Narrating that a lot of work in NLP has been undertaken at LTRC, Prof. Varma lists out machine translation, speech recognition, speech synthesis – which is understanding speech and producing it in the most natural way in Indian languages, and information retrieval, which includes information extraction and summarization. But according to him, “The most significant of them all has been the creation of high quality data sets. Because of 25 years of relentless efforts, we have people from startups to big tech companies apart from independent researchers who benefitted from it. This resource is freely available to anyone who wishes to use it. And then the other is language resource development which includes building dictionaries, treebanks and more, something that Prof. Misra’s team has been consistently working on over the years. ” Prof. Misra herself adds that a major part of developing the resources itself begins with annotating corpora or text which has to be done in a consistent and standardised manner. “All this work triggered an effort to develop standards for different levels of linguistic annotation for Indian languages. It culminated in developing a standard for tagging parts of speech in different Indian languages which was then published by the Bureau of Indian Standards (BIS)”.

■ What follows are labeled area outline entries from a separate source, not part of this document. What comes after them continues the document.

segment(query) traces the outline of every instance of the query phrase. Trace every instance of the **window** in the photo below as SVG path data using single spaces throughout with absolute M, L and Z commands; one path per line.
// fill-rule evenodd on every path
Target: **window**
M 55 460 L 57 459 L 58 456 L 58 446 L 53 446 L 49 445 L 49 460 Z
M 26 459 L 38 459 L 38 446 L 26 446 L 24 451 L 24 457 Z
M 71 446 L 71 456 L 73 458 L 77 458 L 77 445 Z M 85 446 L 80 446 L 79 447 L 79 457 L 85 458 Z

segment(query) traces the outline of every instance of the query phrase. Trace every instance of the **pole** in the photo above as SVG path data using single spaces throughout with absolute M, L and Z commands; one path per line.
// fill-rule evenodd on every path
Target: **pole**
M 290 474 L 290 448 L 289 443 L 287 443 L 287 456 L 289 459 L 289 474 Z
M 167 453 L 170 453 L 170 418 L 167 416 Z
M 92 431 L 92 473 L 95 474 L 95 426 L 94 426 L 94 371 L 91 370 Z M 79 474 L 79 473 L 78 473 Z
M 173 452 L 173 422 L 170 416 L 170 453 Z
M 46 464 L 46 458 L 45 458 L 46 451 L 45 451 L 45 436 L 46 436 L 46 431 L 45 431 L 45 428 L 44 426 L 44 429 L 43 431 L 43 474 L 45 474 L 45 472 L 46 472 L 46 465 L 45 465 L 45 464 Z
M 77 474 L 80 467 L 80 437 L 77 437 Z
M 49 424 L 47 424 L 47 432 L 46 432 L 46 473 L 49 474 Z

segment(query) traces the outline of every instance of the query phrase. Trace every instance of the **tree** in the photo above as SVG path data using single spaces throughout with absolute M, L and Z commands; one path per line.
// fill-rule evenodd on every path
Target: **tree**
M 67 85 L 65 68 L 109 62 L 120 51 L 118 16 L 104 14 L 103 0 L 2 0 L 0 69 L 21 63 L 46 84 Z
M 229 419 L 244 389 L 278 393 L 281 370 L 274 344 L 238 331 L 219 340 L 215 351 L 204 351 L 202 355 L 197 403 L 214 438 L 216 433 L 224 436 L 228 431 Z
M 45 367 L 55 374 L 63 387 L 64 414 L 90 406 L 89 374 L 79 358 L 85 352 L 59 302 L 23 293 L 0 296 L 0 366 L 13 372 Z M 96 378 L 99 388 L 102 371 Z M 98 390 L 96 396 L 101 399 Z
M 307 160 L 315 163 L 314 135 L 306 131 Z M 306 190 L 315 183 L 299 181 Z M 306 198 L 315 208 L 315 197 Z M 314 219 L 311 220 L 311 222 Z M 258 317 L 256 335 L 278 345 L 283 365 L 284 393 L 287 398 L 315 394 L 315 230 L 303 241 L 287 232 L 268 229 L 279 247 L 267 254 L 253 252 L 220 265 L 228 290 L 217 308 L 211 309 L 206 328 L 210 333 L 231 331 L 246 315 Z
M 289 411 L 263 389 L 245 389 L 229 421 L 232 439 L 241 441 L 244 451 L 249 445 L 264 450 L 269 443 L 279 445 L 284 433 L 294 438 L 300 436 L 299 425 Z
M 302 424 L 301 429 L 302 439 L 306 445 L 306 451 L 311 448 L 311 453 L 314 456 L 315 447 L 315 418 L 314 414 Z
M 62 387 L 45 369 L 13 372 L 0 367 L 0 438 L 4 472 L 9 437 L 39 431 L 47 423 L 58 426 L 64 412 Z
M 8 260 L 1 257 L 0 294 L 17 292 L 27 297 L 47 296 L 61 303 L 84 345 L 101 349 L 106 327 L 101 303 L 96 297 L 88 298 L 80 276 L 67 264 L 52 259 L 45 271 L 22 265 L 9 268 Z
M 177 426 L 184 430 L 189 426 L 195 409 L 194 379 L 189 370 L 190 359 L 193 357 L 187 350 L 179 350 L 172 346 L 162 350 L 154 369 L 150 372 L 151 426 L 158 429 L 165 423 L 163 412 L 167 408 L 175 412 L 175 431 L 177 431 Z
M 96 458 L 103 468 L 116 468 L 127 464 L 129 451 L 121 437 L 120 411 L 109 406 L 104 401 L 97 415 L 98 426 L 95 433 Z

The other aspect of the centre’s linguistic efforts that is close to Prof. Varma’s heart is the creation of encyclopaedic information in Indian languages, or the Indic-Wiki project. “The Wikipedia in Indian languages is very, very small. So we came up with an entire process that includes tools and methodology to create millions of pages in various Indian languages. Initially, we began by experimenting in Telugu and since then we’ve expanded to include other languages. As part of this initiative, every year we conduct a Wikimedia Technology summit that encourages collaboration between developers, users, and researchers to make knowledge accessible in diverse languages,” he says, elaborating that it has spawned an entire ecosystem of Wikimedians.

Current Focus

“When the MT-NL lab was set up, machine translation meant text-to-text translation; when we ventured into speech technology, it meant translating speech-to-text and text-to-speech. When these independent technologies reached a level of maturation, it was conceptualized that the researchers in India come together to work towards speech-to-speech machine translation,” explains Prof. Misra. Thus the National Language Translation Mission project was envisioned around the same time and LTRC joined its Bhashini project which aims to employ voice as a medium to transcend language barriers for the average citizen wishing to access digital services. The centre leads a multi-consortium Indian language-to-Indian language machine translation project under Bhashini titled ‘Himangy’ (HIndustani Machini ANuvaad TechnoloGY). Work is underway to build bi-directional machine translation systems for English-to-Hindi and English-to-Telugu in addition to 9 other Indian language pairs which can be easily integrated into a Speech-to-Speech Machine Translation (SSMT) system pipeline.

Looking Ahead

“In the last 25 years, NLP has undergone three major phases. The first phase was when it was rule-based, and dealt with grammar, linguistics; the second phase was statistical and the third phase that we are currently in is all about artificial neural networks. In 2002, when LTRC was set up, the statistical phase had just begun where it married the linguistic phase of research along with statistical processing. A whole range of tools were developed for Indian languages. Now with neural networks coming in, they use large data sets as well as the tools that were developed in many important ways,” remarks Prof. Sangal, the pioneer of NLP in India.

Today, the advent of large language models (LLMs) is disrupting our daily lives and more specifically language technology. As new challenges crop up in terms of research and education, LTRC seeks to address the limitations of LLMs, reinvent itself and continue to contribute to research with a difference. Afterall, no better place to do this than at the trailblazing centre for language technology.